OB Wie was dat ook al weer die ooit eens zei: ‘Poëzie is wat verloren gaat als je het gedicht vertaalt?’

AH Nou, ik weet niet zo gauw wie dat gezegd heeft maar ik ken deze uitspraak wel en ik ben het er ook niet mee eens!


OB Dat kon ook moeilijk anders.

AH Nee, nee. Je wint wat en je verliest wat want ik maak heel veel gebruik van binnenrijmen, alliteraties.
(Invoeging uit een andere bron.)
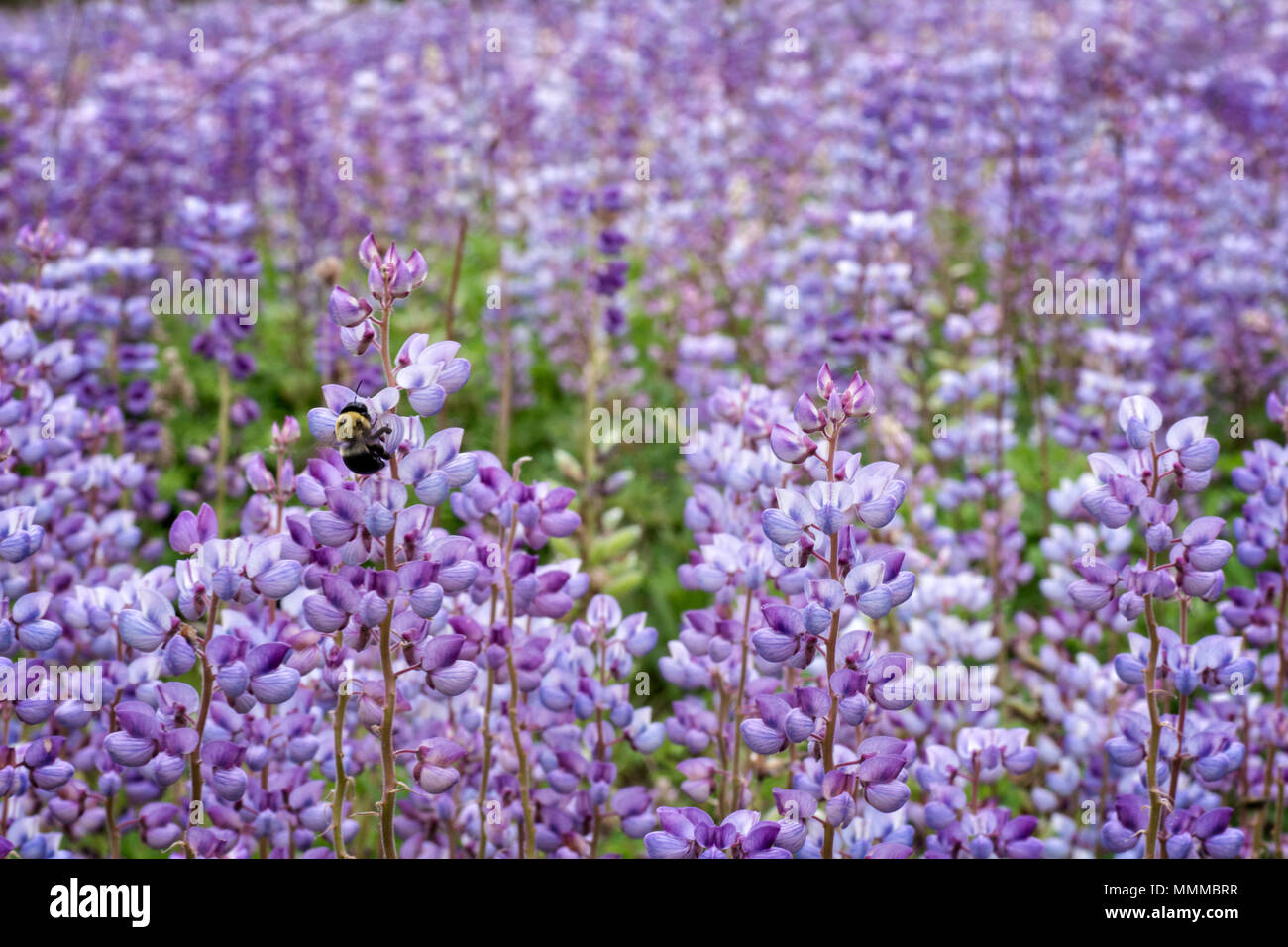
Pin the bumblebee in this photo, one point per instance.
(361, 447)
Diezelfde woorden kun je natuurlijk niet altijd pakken maar John Irons heeft dan andere woorden genomen in dezelfde regel of vlak erbij, die wel degelijk ook zo’n impact hebben.


OB Het is wel leuk zeg, dat meteen iemand dan zegt, dat wil ik wel voor je doen en dat meteen ook hartstikke goed doet.

AH Ja, ik heb geluk gehad want John Irons is de officiële vertaler van Hugo Claus, van Komrij, van Willem Jan Otten om maar een paar bekende namen te geven.


OB Oké, ‘Tropendrift’ of ‘Tropical Drift’ van Albert Hagenaars, In de Knipscheer, te koop bij de betere boekhandel en in ieder geval bij De Knipscheer weten ze waar u hem kan krijgen. Dit is het eind van Van Genot en Passie. Albert, bedankt dat je hier was. Het is een mooie bundel en je kan er goed over vertellen. Iedereen bedankt voor het luisteren.